QUALITY OF CARE
Introduction
Introduction
Privately delivered health care is an important component of many countries’ national health system service offerings. Ensuring that care is of a high quality is a priority for the global community. This brief shares a range of approaches and implementation experiences that focus on improving the quality of private health care from SHOPS Plus work in Madagascar, Nigeria, Senegal, and Tanzania. It provides broad and contextual lessons as well as practical tips for implementing partners and donors who want to support efforts assuring and improving the quality of private health service delivery.
Lessons Learned
Lessons Learned
Any framework that seeks to improve quality of care will need to address issues at several levels of the health system. Common critiques of quality assurance and improvement interventions are that they are either too narrow in focus to account for other factors that determine success, or so broad and complex that they make it impossible to determine which input(s) were successful. A comprehensive process is needed.
Way Forward
Way Forward
This brief described several examples from SHOPS Plus that illustrate the challenges stakeholders face in improving the quality of essential health service delivery. Private providers and facilities are often motivated to improve the quality of their care, but they do not always know the standards, measurements, and approaches of quality assurance, or the methods that will achieve and sustain quality improvement.
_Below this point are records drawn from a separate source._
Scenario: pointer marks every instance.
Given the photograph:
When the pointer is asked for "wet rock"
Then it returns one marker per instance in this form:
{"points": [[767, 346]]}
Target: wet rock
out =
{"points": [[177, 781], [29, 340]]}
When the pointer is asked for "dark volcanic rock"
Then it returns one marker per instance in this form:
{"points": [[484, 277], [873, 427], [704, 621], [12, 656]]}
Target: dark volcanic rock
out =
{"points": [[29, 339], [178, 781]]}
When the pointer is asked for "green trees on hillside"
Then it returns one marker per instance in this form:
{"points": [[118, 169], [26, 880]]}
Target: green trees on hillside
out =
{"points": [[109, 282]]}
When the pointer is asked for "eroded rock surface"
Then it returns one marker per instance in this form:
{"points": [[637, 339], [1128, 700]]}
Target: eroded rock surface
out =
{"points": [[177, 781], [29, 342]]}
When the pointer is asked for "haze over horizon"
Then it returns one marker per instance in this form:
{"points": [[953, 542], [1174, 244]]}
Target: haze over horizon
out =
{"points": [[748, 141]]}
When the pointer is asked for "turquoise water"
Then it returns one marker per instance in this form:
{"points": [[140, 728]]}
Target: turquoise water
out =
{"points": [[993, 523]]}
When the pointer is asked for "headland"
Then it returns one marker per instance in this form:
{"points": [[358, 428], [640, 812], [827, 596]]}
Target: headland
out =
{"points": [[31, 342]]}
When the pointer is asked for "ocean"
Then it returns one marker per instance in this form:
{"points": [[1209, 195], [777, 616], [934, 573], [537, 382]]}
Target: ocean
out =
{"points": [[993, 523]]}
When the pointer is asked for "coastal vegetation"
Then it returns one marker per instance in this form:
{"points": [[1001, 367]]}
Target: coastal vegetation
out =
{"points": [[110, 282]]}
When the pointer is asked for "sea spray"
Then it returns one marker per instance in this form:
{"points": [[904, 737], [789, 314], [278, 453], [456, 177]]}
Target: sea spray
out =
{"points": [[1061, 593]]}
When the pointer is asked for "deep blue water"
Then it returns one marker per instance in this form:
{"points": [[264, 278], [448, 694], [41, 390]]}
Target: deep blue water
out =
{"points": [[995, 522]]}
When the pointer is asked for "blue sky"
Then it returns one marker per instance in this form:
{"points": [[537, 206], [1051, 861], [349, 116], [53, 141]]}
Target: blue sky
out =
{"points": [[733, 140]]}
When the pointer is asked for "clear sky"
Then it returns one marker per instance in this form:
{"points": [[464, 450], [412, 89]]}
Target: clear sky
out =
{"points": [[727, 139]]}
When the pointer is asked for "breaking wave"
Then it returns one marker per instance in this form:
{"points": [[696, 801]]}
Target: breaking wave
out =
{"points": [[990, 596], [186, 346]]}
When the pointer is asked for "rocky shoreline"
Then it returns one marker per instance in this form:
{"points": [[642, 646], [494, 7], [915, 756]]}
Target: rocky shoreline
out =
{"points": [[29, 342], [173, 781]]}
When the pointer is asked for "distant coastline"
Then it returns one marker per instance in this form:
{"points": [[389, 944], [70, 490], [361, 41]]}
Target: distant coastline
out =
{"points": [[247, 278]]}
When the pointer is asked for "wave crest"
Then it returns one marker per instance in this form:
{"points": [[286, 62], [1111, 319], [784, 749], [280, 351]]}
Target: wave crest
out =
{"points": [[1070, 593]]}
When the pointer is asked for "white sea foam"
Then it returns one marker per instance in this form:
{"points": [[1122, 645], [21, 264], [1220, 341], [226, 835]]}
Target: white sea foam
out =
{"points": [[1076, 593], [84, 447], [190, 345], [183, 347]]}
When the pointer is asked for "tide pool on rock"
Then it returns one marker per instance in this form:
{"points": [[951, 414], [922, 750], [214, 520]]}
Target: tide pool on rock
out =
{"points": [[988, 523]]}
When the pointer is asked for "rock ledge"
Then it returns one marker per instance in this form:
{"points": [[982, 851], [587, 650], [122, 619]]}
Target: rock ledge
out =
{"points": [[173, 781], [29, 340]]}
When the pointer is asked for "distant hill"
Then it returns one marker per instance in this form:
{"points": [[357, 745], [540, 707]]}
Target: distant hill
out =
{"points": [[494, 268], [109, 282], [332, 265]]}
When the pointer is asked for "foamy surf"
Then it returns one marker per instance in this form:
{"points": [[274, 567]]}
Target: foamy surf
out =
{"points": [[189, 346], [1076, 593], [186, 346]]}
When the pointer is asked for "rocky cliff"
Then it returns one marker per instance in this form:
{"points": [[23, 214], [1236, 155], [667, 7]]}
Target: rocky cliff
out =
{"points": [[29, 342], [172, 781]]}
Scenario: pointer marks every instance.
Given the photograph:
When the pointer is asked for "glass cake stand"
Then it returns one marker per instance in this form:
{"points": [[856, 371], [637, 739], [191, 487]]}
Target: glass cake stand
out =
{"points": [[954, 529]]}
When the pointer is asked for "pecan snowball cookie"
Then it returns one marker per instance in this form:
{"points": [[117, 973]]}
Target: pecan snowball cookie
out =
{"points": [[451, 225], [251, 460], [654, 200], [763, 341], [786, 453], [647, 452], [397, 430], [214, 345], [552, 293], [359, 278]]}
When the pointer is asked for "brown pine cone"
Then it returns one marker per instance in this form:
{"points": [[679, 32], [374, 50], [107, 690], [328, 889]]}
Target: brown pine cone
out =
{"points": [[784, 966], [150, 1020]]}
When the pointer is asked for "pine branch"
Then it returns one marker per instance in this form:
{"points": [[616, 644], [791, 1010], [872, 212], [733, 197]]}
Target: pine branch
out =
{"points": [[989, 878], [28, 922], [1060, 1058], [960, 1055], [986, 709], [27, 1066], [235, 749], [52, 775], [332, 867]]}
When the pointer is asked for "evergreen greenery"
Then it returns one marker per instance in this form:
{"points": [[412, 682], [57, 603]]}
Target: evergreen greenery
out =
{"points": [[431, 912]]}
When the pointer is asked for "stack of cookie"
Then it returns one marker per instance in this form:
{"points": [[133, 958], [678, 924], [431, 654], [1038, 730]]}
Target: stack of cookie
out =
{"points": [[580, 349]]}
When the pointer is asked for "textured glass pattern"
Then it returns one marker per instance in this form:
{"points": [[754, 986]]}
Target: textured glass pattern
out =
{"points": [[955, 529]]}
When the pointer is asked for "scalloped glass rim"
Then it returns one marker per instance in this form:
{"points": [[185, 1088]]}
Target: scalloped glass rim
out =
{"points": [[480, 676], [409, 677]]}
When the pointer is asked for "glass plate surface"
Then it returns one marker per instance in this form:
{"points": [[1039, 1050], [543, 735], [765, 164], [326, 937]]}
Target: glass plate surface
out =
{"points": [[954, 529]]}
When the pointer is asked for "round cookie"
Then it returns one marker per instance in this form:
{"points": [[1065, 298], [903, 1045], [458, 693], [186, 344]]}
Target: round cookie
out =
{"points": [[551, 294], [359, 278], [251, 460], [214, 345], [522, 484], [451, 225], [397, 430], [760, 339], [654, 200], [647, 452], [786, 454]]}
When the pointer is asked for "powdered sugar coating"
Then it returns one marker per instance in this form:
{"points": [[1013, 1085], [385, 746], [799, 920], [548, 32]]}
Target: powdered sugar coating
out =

Designing quality assurance and improvement efforts for private providers with the five WHO key elements in mind can allow stakeholders to develop approaches that private providers can use independently or in partnership with government and donors. It is critical that these approaches consider the unique motivations and incentives of private providers; incorporate the private practice environment as well as clinical knowledge; include pre-service and in-service interventions; and address the specific logistic, financial, and operational barriers private providers face. Such approaches, as outlined in this brief, should continue to be developed, tested, and scaled—ensuring that lessons learned are broadly disseminated.
This is one in a series of briefs on private sector approaches in family planning.